His attitude is borne from circumstance. The less he cares, the easier it is to move on when a guy he happens to be interested in turns him down, stops talking to him, and so on. Relatable? Oh definitely.
But it’s the positive sides of not caring that I’ve been looking to adapt for myself. He’s tweeted before about how he’ll carry his mom’s purse around and not give a single fuck what anyone else says or thinks. When you think about it, it’s a remarkably courageous thing to do, especially for someone in the south as many (but not all) people are rather renowned for their anti-gay stance on things. And it’s that exact level of courage I would literally kill to have. On paper, it’s relatively simple: What anyone else thinks of you matters very little. As long as you’re happy with yourself, that’s what’s important. In reality, it’s not always the easiest thing to accomplish. But he makes it look so easy. Oh, someone I want to talk to hasn’t texted me back? I should check if there’s anything on Netflix.
It’s simplistic things like that that I wish I had for myself, because I’m convinced many aspects of my life would be relatively easier if I could pull it off. A number of things that stress the average person out are things he hardly bats an eye about. It’s so rare to meet someone like that.
In addition to that, he also taught me an important lesson: If I want something bad enough, I have the endurance, mental patience, and commitment to get it, and honestly it’s a relief to know that I have the capability to do that.
With him, it took a lot of commitment to break down the walls he had. It’s like the first few days of living with a new roommate at college and beginning the process of getting to know them. You can’t make assumptions too early. You can’t pass judgment until you know the full story.
For so long, I placed very little value in the saying that people will either break you or teach you a lesson, that people come into your life to help you or hurt you. But I believe that somehow, in the weirdest way possible, I needed to learn this. All of this. And I did.

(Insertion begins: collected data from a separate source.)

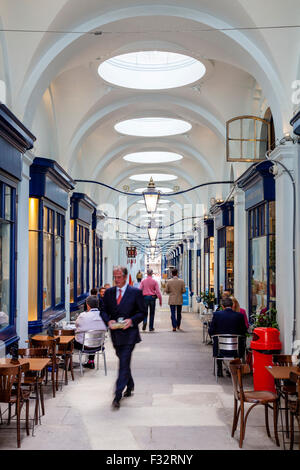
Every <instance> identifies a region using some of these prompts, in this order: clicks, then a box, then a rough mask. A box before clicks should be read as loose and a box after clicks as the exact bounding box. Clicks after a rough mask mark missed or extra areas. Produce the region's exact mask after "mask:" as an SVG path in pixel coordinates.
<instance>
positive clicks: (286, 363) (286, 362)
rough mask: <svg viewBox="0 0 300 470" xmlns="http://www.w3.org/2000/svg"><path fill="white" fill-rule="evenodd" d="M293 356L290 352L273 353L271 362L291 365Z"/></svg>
mask: <svg viewBox="0 0 300 470" xmlns="http://www.w3.org/2000/svg"><path fill="white" fill-rule="evenodd" d="M292 358H293V356H291V355H290V354H274V355H273V363H274V365H275V366H292V365H293V360H292Z"/></svg>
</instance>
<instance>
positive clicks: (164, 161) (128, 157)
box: [123, 152, 182, 165]
mask: <svg viewBox="0 0 300 470" xmlns="http://www.w3.org/2000/svg"><path fill="white" fill-rule="evenodd" d="M123 159H124V160H126V161H127V162H132V163H143V164H146V165H147V164H155V163H171V162H176V161H178V160H181V159H182V155H179V154H178V153H173V152H135V153H129V154H128V155H125V156H124V157H123Z"/></svg>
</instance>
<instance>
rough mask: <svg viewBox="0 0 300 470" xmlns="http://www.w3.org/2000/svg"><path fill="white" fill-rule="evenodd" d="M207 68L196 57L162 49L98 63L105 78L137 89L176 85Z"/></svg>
mask: <svg viewBox="0 0 300 470" xmlns="http://www.w3.org/2000/svg"><path fill="white" fill-rule="evenodd" d="M205 72H206V68H205V65H204V64H202V62H200V61H199V60H196V59H194V58H193V57H189V56H186V55H183V54H176V53H174V52H162V51H140V52H131V53H129V54H122V55H118V56H115V57H112V58H111V59H108V60H106V61H104V62H102V64H100V65H99V67H98V74H99V75H100V77H101V78H103V80H105V81H107V82H109V83H112V84H114V85H118V86H121V87H126V88H134V89H138V90H165V89H168V88H177V87H180V86H184V85H188V84H190V83H194V82H196V81H197V80H200V78H202V77H203V75H204V74H205Z"/></svg>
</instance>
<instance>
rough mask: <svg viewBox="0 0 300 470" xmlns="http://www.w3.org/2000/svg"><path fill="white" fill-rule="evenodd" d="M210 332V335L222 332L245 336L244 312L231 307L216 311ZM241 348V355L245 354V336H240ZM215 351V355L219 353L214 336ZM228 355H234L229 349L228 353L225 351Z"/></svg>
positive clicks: (213, 316) (224, 353)
mask: <svg viewBox="0 0 300 470" xmlns="http://www.w3.org/2000/svg"><path fill="white" fill-rule="evenodd" d="M208 332H209V334H210V336H213V335H221V334H227V335H230V334H232V335H242V336H243V337H244V336H245V334H246V332H247V328H246V324H245V319H244V316H243V314H242V313H239V312H234V311H233V310H231V309H230V308H227V309H225V310H220V311H218V312H215V313H214V315H213V318H212V321H211V324H210V327H209V329H208ZM239 348H240V353H241V354H240V355H243V353H244V349H245V339H244V338H240V340H239ZM213 352H214V356H216V355H217V342H216V339H215V338H214V343H213ZM226 355H227V356H228V357H230V356H232V353H230V351H228V352H227V353H224V357H225V356H226Z"/></svg>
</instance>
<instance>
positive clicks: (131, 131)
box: [114, 117, 192, 137]
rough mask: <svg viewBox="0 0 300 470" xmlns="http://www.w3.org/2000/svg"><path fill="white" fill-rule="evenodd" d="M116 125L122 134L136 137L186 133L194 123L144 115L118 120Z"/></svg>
mask: <svg viewBox="0 0 300 470" xmlns="http://www.w3.org/2000/svg"><path fill="white" fill-rule="evenodd" d="M114 127H115V130H116V131H117V132H119V133H120V134H124V135H130V136H134V137H168V136H173V135H179V134H184V133H186V132H188V131H190V130H191V128H192V125H191V124H190V123H189V122H187V121H183V120H181V119H173V118H164V117H142V118H136V119H127V120H126V121H121V122H118V123H117V124H115V126H114Z"/></svg>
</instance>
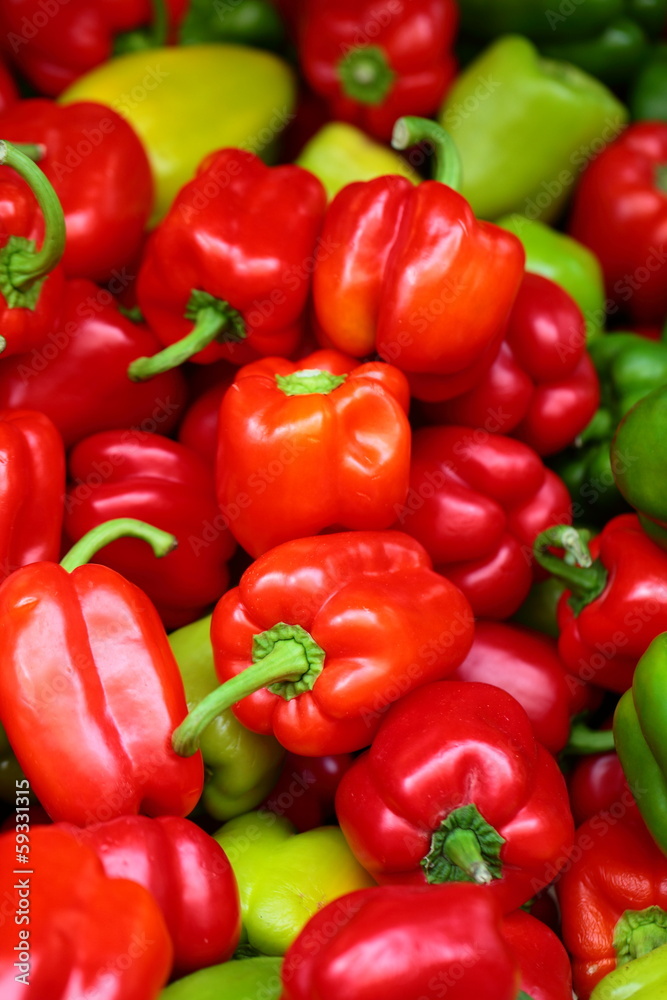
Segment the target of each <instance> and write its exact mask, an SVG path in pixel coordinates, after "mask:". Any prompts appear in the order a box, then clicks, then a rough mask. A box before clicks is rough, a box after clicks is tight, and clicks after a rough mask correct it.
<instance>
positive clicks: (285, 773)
mask: <svg viewBox="0 0 667 1000" xmlns="http://www.w3.org/2000/svg"><path fill="white" fill-rule="evenodd" d="M352 760H353V757H352V754H349V753H341V754H335V755H333V754H329V755H328V756H326V757H299V756H298V755H297V754H293V753H288V754H287V756H286V757H285V763H284V764H283V769H282V771H281V773H280V777H279V778H278V781H277V782H276V784H275V786H274V788H273V790H272V792H271V794H270V795H269V796H268V798H266V799H265V800H264V802H263V803H262V805H261V806H260V808H261V809H266V810H268V811H269V812H272V813H275V814H276V816H284V817H285V818H286V819H288V820H289V821H290V823H293V824H294V826H295V827H296V828H297V830H298V831H299V833H305V832H306V831H307V830H314V829H316V827H318V826H328V825H329V824H332V823H335V822H336V811H335V809H334V799H335V797H336V789H337V788H338V785H339V784H340V779H341V778H342V777H343V775H344V774H345V773H346V771H349V770H350V768H351V766H352Z"/></svg>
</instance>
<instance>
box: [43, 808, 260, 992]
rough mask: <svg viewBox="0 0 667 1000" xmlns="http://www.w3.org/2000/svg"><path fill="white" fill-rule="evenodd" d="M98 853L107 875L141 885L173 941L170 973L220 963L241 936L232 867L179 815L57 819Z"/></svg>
mask: <svg viewBox="0 0 667 1000" xmlns="http://www.w3.org/2000/svg"><path fill="white" fill-rule="evenodd" d="M59 827H60V828H61V829H64V830H66V831H67V832H68V833H69V834H70V835H71V836H73V837H75V838H76V840H78V842H79V843H80V844H85V845H86V846H87V847H89V848H91V849H92V850H93V851H94V852H95V854H96V855H97V856H98V858H99V859H100V861H101V862H102V865H103V867H104V872H105V874H106V876H107V877H108V878H122V879H129V880H130V881H131V882H138V883H139V885H143V886H144V888H145V889H147V890H148V891H149V892H150V894H151V895H152V897H153V899H155V901H156V902H157V903H158V905H159V907H160V909H161V910H162V914H163V916H164V919H165V922H166V924H167V927H168V929H169V934H170V936H171V940H172V942H173V945H174V969H173V973H172V975H174V974H175V975H176V976H179V975H187V974H188V973H189V972H196V971H197V969H203V968H206V967H207V966H209V965H216V964H218V963H219V962H226V961H227V960H228V959H230V958H231V957H232V955H233V954H234V951H235V950H236V947H237V945H238V943H239V939H240V936H241V908H240V903H239V893H238V888H237V885H236V879H235V878H234V872H233V870H232V866H231V865H230V863H229V861H228V859H227V855H226V854H225V852H224V851H223V849H222V848H221V847H220V845H219V844H218V842H217V841H216V840H214V839H213V837H210V836H209V835H208V834H207V833H204V831H203V830H201V829H200V828H199V827H198V826H196V824H195V823H191V822H190V820H187V819H182V818H181V817H180V816H159V817H157V818H156V819H149V818H148V817H147V816H120V817H119V818H118V819H113V820H110V821H109V822H108V823H96V824H95V825H94V826H89V827H87V828H86V829H85V830H80V829H79V828H78V827H74V826H71V825H70V824H68V823H65V824H59Z"/></svg>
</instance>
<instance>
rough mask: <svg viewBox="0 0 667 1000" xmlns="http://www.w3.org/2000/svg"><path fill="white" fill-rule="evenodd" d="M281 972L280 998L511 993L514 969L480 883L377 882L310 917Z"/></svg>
mask: <svg viewBox="0 0 667 1000" xmlns="http://www.w3.org/2000/svg"><path fill="white" fill-rule="evenodd" d="M281 977H282V981H283V991H282V993H281V994H280V1000H314V998H315V997H317V1000H340V998H341V997H345V1000H377V998H378V997H380V996H381V997H382V998H383V1000H408V998H409V1000H418V998H419V1000H421V998H427V997H429V998H431V997H433V998H435V997H444V996H446V997H447V1000H471V998H472V997H475V998H478V997H479V998H480V1000H481V998H482V997H483V998H484V1000H516V996H517V987H518V983H519V970H518V963H517V961H516V958H515V957H514V955H513V954H512V951H511V948H510V947H509V945H508V944H507V942H506V940H505V938H504V936H503V932H502V923H501V915H500V910H499V909H498V907H497V906H496V905H494V900H492V899H491V898H489V895H488V893H485V892H483V891H482V890H480V889H479V888H478V887H477V886H472V885H445V886H391V887H390V886H384V887H382V888H376V889H360V890H358V891H357V892H352V893H349V894H348V895H347V896H342V897H341V898H340V899H337V900H335V901H334V902H333V903H329V904H328V906H325V907H324V909H322V910H320V911H319V912H318V913H316V914H315V916H313V917H311V919H310V920H309V921H308V923H307V924H306V926H305V927H304V929H303V930H302V931H301V933H300V934H299V936H298V938H297V939H296V941H295V942H294V943H293V944H292V946H291V947H290V948H289V950H288V951H287V953H286V955H285V961H284V963H283V966H282V969H281Z"/></svg>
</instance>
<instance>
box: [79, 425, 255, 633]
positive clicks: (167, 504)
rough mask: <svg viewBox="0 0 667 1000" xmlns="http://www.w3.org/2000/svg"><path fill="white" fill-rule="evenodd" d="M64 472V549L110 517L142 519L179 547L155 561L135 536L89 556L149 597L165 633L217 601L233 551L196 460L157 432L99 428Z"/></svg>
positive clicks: (204, 466)
mask: <svg viewBox="0 0 667 1000" xmlns="http://www.w3.org/2000/svg"><path fill="white" fill-rule="evenodd" d="M69 475H70V486H69V490H68V493H67V496H66V497H65V536H66V540H67V542H69V543H70V544H72V543H74V542H76V541H78V540H79V539H80V538H83V536H84V535H85V534H86V533H87V532H88V531H90V530H91V528H94V527H96V526H97V525H98V524H103V523H104V522H105V521H110V520H112V519H113V518H116V517H134V518H138V519H139V520H140V521H148V522H149V523H150V524H152V525H154V526H155V527H156V528H161V529H162V530H163V531H168V532H169V533H170V534H172V535H175V537H176V539H177V540H178V546H177V548H176V549H174V551H173V552H170V553H169V554H168V555H166V556H164V557H163V558H161V559H156V558H155V556H154V555H153V552H152V551H151V549H150V548H149V546H147V545H146V543H145V542H143V541H140V540H139V539H137V538H120V539H118V540H117V541H115V542H112V543H111V544H110V545H105V546H104V548H102V549H100V550H99V551H98V553H97V554H96V556H95V561H96V562H98V563H101V564H102V565H104V566H110V567H111V569H115V570H116V572H117V573H120V574H121V575H122V576H125V577H126V578H127V579H128V580H130V582H131V583H134V584H136V586H137V587H140V588H141V589H142V590H143V591H144V592H145V593H146V594H147V595H148V597H149V598H150V600H151V601H152V602H153V604H155V606H156V608H157V609H158V611H159V613H160V617H161V618H162V620H163V622H164V624H165V627H166V628H168V629H169V628H177V627H180V626H181V625H184V624H186V623H187V622H189V621H195V620H196V619H197V618H200V617H202V616H203V614H204V613H205V611H206V609H207V608H208V607H209V606H210V605H212V604H214V603H215V601H217V600H218V599H219V598H220V597H221V596H222V594H223V593H224V592H225V590H226V589H227V586H228V583H229V572H228V569H227V565H226V563H227V561H228V560H229V559H230V557H231V556H232V554H233V552H234V549H235V548H236V546H235V543H234V539H233V538H232V535H231V534H230V532H229V531H227V530H224V529H223V528H221V527H220V526H218V523H217V521H218V506H217V503H216V499H215V488H214V482H213V471H212V469H211V468H210V467H209V466H208V465H207V464H206V462H205V461H204V459H202V458H201V456H200V455H197V454H195V453H194V452H192V451H190V450H189V449H188V448H186V447H185V446H184V445H182V444H178V443H177V442H176V441H170V440H169V438H165V437H162V435H160V434H144V433H142V432H141V431H135V430H132V431H105V432H103V433H101V434H94V435H92V437H89V438H85V439H84V440H83V441H80V442H79V444H78V445H77V446H76V447H75V448H74V450H73V451H72V452H71V454H70V456H69Z"/></svg>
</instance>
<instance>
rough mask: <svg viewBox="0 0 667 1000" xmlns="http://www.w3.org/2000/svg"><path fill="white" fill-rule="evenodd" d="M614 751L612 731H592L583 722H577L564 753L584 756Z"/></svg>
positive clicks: (587, 726) (602, 729)
mask: <svg viewBox="0 0 667 1000" xmlns="http://www.w3.org/2000/svg"><path fill="white" fill-rule="evenodd" d="M614 749H615V743H614V732H613V730H612V729H599V730H597V729H591V728H590V727H589V726H587V725H586V724H585V723H583V722H575V723H573V725H572V729H571V730H570V739H569V740H568V744H567V746H566V747H565V750H564V751H563V753H565V754H573V755H580V756H584V755H585V754H589V753H609V752H610V751H611V750H614Z"/></svg>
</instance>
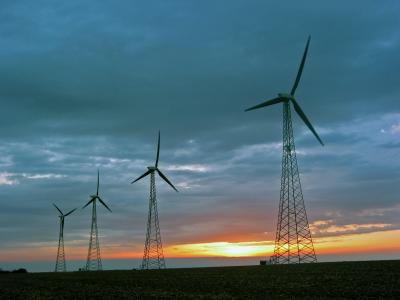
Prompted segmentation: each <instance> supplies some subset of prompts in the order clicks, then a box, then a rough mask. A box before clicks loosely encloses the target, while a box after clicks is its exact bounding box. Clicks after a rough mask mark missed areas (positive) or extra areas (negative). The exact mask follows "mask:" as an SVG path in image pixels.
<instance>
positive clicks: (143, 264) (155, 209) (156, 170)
mask: <svg viewBox="0 0 400 300" xmlns="http://www.w3.org/2000/svg"><path fill="white" fill-rule="evenodd" d="M159 157H160V131H159V132H158V143H157V156H156V163H155V165H154V166H150V167H147V169H148V171H147V172H145V173H144V174H143V175H141V176H139V177H138V178H137V179H135V180H134V181H132V182H131V183H134V182H136V181H138V180H140V179H142V178H144V177H146V176H147V175H149V174H150V198H149V213H148V217H147V231H146V242H145V245H144V254H143V261H142V265H141V269H152V268H156V269H165V259H164V253H163V248H162V242H161V233H160V225H159V222H158V210H157V197H156V180H155V172H157V173H158V175H160V177H161V178H162V179H164V181H165V182H166V183H168V184H169V185H170V186H171V187H172V188H173V189H174V190H175V191H176V192H177V191H178V190H177V189H176V188H175V186H174V185H173V184H172V183H171V182H170V181H169V180H168V178H167V177H166V176H165V175H164V174H163V173H162V172H161V171H160V169H159V168H158V159H159Z"/></svg>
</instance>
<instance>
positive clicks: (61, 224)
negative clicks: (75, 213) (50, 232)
mask: <svg viewBox="0 0 400 300" xmlns="http://www.w3.org/2000/svg"><path fill="white" fill-rule="evenodd" d="M53 205H54V207H55V208H56V209H57V210H58V212H59V213H60V215H59V216H58V217H59V218H60V235H59V237H58V250H57V260H56V267H55V269H54V272H66V271H67V265H66V263H65V252H64V219H65V217H66V216H69V215H70V214H72V213H73V212H74V211H75V210H76V208H75V209H73V210H71V211H70V212H68V213H66V214H63V212H62V211H61V209H59V208H58V207H57V205H55V204H54V203H53Z"/></svg>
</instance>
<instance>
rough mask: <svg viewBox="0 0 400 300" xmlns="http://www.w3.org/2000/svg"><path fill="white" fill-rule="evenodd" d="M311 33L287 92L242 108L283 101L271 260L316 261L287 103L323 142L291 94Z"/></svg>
mask: <svg viewBox="0 0 400 300" xmlns="http://www.w3.org/2000/svg"><path fill="white" fill-rule="evenodd" d="M310 39H311V37H310V36H309V37H308V40H307V44H306V48H305V50H304V53H303V58H302V60H301V63H300V67H299V70H298V72H297V76H296V79H295V82H294V84H293V87H292V90H291V91H290V94H286V93H280V94H278V97H276V98H274V99H271V100H268V101H265V102H263V103H261V104H258V105H255V106H253V107H250V108H248V109H246V111H249V110H253V109H258V108H262V107H265V106H270V105H274V104H278V103H282V104H283V143H282V150H283V154H282V176H281V191H280V202H279V216H278V223H277V229H276V237H275V249H274V255H273V256H272V257H271V260H272V262H273V263H277V264H279V263H303V262H316V261H317V257H316V255H315V250H314V245H313V240H312V238H311V232H310V228H309V224H308V219H307V213H306V209H305V205H304V200H303V192H302V189H301V184H300V176H299V170H298V166H297V158H296V147H295V144H294V137H293V128H292V118H291V113H290V103H292V104H293V107H294V110H295V111H296V113H297V114H298V115H299V116H300V118H301V119H302V120H303V122H304V123H305V124H306V126H307V127H308V128H309V129H310V131H311V132H312V133H313V135H314V136H315V137H316V139H317V140H318V142H319V143H320V144H321V145H324V144H323V142H322V140H321V139H320V137H319V136H318V134H317V132H316V131H315V129H314V127H313V126H312V124H311V122H310V121H309V119H308V118H307V116H306V114H305V113H304V112H303V110H302V109H301V107H300V105H299V104H298V103H297V101H296V99H295V97H294V94H295V92H296V89H297V86H298V84H299V82H300V77H301V74H302V72H303V68H304V64H305V61H306V57H307V52H308V47H309V45H310Z"/></svg>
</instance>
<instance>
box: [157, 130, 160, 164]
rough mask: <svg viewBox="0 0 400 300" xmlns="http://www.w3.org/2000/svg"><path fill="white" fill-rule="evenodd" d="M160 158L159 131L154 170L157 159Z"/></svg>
mask: <svg viewBox="0 0 400 300" xmlns="http://www.w3.org/2000/svg"><path fill="white" fill-rule="evenodd" d="M159 157H160V130H159V131H158V145H157V157H156V168H157V166H158V158H159Z"/></svg>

Long live all the walls I broke through, and the lessons I learned from this. It’s the start of a new age for me. They serve now as a reminder of my persistence, and effort, and determination to get to this realization. And while there may be things with our friendship that I regret, and things I wish I could’ve done (and in some cases, not have done), I am altogether thankful to have him as a friend, at a time when I have very few friends to begin with. People can get so caught up on someone not texting back, or at all even. But it’s even more important to think of the people who do reply. Someone thousands of miles away is taking the time to reply to you, to see how you’re doing, to ask you about your day, and for the fact that people even make an effort to communicate with you, much less take the time to do so, that deserves something to be thankful for as well.
My reward for talking to him, as a result, is something far more valuable than any physical item I could ever have. My friendship with him has taught me things I may not have otherwise learned through other circumstances, and that’s more than anything I could ever receive.
The world is full of choices. Everything from the simplicity of deciding an outfit to deciding whether to go on a date. From buying a car to buying a new iPhone case. I remain convinced to this day, even more so now, that making my anonymous account was one of my better decisions in life because it’s led me to learn so much about myself, and about other people. All from making a Twitter account.
And that, in itself, is something to be thankful for. For realizations like that, and for people in my life like him; yes, flawed as any other person, but a part of my life nonetheless.